Havana City Historian Eusebio Leal talked about recent work in the Habana Vieja district during an interview with journalist Magda Resik:
“It is necessary and extremely important work. It could not have been done at any other time; it is being done now with admirable coordination between different state agencies, including those that supply electricity, gas, water, fiber optic, and telephone services…in sites that have been completed.”
A March 2011 study conducted by a group of professionals associated with Florida International University (FIU), including architect Nicolás Quintana, found the following:
A restoration and construction deficit for new projects in 421,000 homes in the city of Havana, and 1.6 million housing units nationwide.
Drinking water and sewage systems will need investments of $3.2 billion and $2 billion dollars, respectively (without including operations and maintenance). Most of those costs are due to the need to repair and update distribution networks and also to the deterioration of sewage drainage channels.
The electric power system will require an investment of $4.2 billion to increase the generating capacity of the country’s seven largest thermoelectric plants to the system’s designed capacity.
The most recent development in the nation’s telecommunications system is based on the installation of a new fiber optic cable between Cuba and Venezuela, which will provide the capacity for significantly increasing connectivity.

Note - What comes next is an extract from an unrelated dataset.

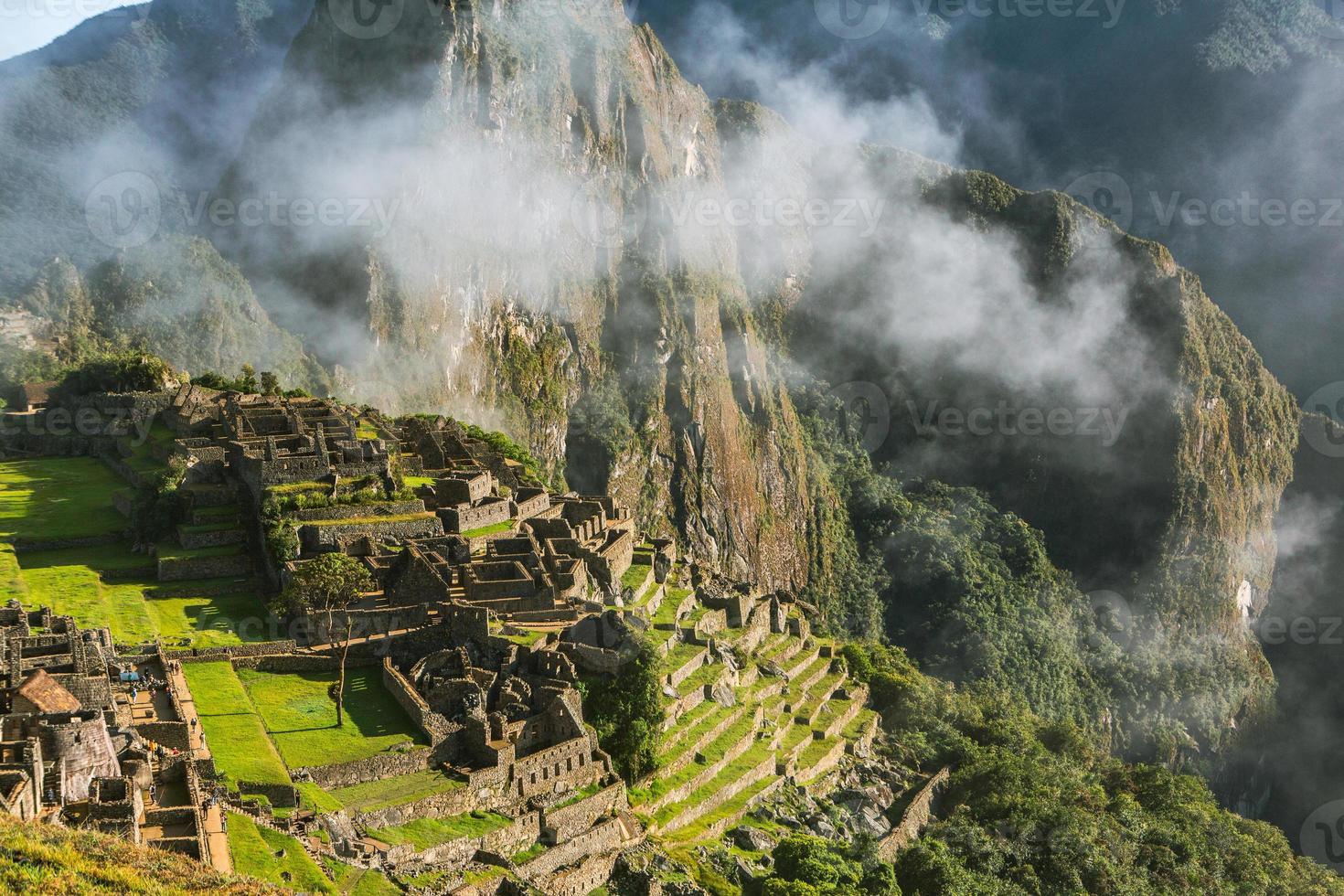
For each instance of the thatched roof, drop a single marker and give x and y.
(46, 693)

According to this study, it is estimated that solely in terms of technical networks infrastructure, $10 billion will be needed. Another $23 billion is needed for developing transport infrastructure.
In our opinion, it is essential at this time in Cuba to be able to expand the creation of PPP (public private partnership) businesses, which would signify taking a step toward creating a technologically modern society.

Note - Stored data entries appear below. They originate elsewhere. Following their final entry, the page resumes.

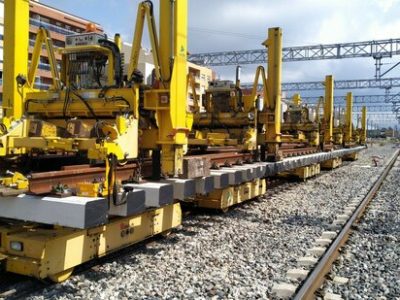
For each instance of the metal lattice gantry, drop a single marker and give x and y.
(359, 99)
(382, 83)
(374, 103)
(375, 49)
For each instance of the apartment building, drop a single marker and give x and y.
(59, 24)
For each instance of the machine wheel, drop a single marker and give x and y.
(62, 276)
(166, 233)
(225, 210)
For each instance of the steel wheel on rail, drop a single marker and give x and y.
(62, 276)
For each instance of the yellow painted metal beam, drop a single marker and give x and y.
(175, 123)
(328, 111)
(16, 43)
(348, 133)
(274, 98)
(363, 136)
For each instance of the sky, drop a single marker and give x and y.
(218, 25)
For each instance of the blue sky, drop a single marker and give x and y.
(217, 25)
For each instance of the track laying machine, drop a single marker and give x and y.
(100, 160)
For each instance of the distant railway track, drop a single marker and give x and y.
(316, 277)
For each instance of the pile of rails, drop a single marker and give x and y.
(101, 160)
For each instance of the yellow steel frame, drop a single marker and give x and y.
(43, 37)
(175, 122)
(16, 38)
(145, 11)
(363, 135)
(328, 111)
(53, 253)
(348, 128)
(272, 104)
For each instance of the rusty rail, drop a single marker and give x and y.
(314, 280)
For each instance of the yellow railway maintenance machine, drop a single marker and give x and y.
(229, 117)
(92, 111)
(299, 124)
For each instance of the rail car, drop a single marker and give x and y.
(101, 161)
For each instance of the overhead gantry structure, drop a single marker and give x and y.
(374, 49)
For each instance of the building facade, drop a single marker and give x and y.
(59, 24)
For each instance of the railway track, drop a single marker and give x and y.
(27, 286)
(315, 278)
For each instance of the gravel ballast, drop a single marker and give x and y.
(235, 255)
(371, 258)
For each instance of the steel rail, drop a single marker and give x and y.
(317, 276)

In some types of PPPs, investment is effected by the private sector based on a contract with the State to provide certain services. The state contribution can be in assets, especially the transfer of public assets or elements of infrastructure for their administration, operation, maintenance and etcetera. There are several formulas that can be used in the current context and under current law. Foreign companies that are interested in investing, with a commitment to developing their lines of business in the medium to long terms, would be willing to sit at the table if they perceive opportunities for both sides. The most recent example is the Mariel project, although that particular development is much more than a PPP cooperation project.
Cuba is in a difficult situation with regard to its infrastructure; this is mainly due to a lack of maintenance and modernization, and the country is seeking a dignified solution to this problem. That solution, unquestionably, lies in the arena of politics and strategies that are decided on the administrative level in the short term, because with every day, hour and minute that goes by, the cost rises for total recovery and its social and economic consequences.